In contrast, the opening experts are not common household names but are more germane to Tavel’s homage to her father since they knew him. Synth historian Brian Kehew offers the key explanation that Tavel uses to convey how the Reysnator is revolutionary and different from other synthesizers, but it could require a couple of times rewinding to listen before you understand it. Christian Castiano, a Grammy award winning producer who gets teary eyed over Tavel’s goals, likens it to a wild animal compared to its more domesticated familiar counterparts. Most synthesizers come with a keyboard to play music, but the resynator is just a box and one could plug in an analog device like a musical instrument or a voice and transform it into digital notes. The recreation of past events through illustrations worked as archived audio of Don’s voice plays, and the bevy of home videos and montage of family photographs gives a balanced view of Don as a person and an inventor. Mike Beigel of the Beigel Sound Lab and Mu-Tron III (what?) founder gets her started and is probably the most knowledgeable person other than Don who knows how it works. He spends more time staring at the camera when interviewed and is more comfortable dealing with the tech. Richard Lingenberg, a repair technician/engineer, does not get much screentime, but after Beigel, he seems to be the most comfortable with the one of its kind machine. Expertise does not necessarily make for great interview subjects.

Don said, “Computers won’t replace us.” The human side of the story is more interesting than the machine unless you are a music tech nerd, but even as Tavel winds down the invention’s tale, it shows another side of Don who gets knocked down and has trouble getting back up when the resynator does not get a hoped-for big break. Tavel finds another bombshell then reminds the audience of the psychological cause for his waning resistance instead of letting the failure sit with her dad. Surprisingly the resynator’s history tells as much about Don as his life story: he could not handle setbacks whether they were normal, cruel or self-inflicted. Stay for the closing credits song where Tavel pulls a Natalie Cole and sings with her dad on a song that he modified for her. Tavel finds ways to preserve her dad’s memory by putting his best on a pedestal and letting the failures fade with time, eclipsed with additional stories.

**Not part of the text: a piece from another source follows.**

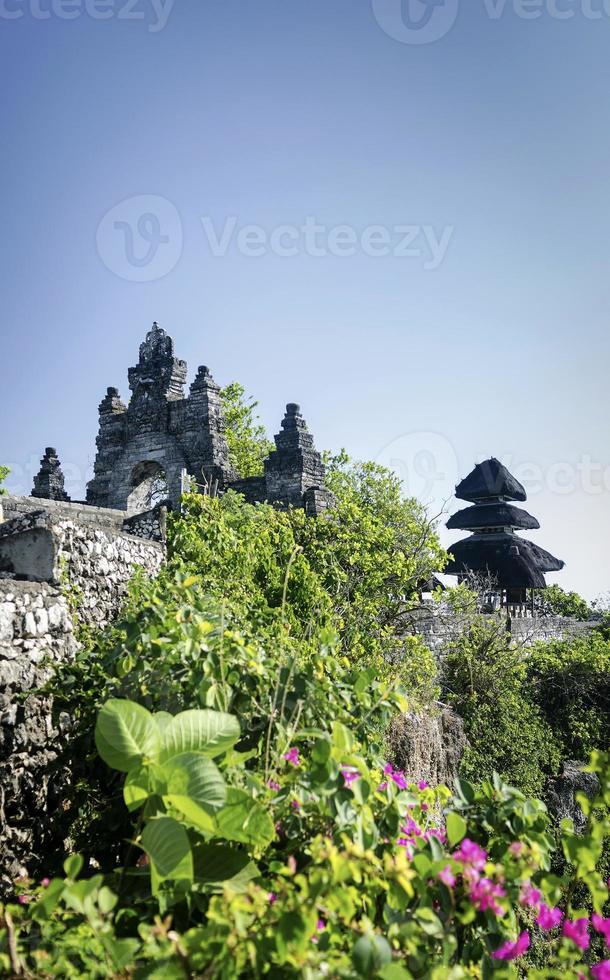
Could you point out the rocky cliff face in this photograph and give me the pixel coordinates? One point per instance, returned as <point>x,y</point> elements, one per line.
<point>428,745</point>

Is “Resynator” a commercial, and Tavel is trying to gain some momentum to market her dad’s synthesizer? Only time will tell. A lot of documentaries could learn from Tavel’s ability to identify each person on screen and the location, which is why it is a little frustrating that Tavel never reveals the identity of the other interviewer who remains off camera. It feels like another missing piece of the puzzle—a future mystery for someone else to solve and the seed to a possible sequel. “You don’t have to be famous to be special,” but being famous sure helps flesh out the movie and get people interested in an obscure talent’s human story and his daughter’s reckoning with her family history while using work to cope with revelations.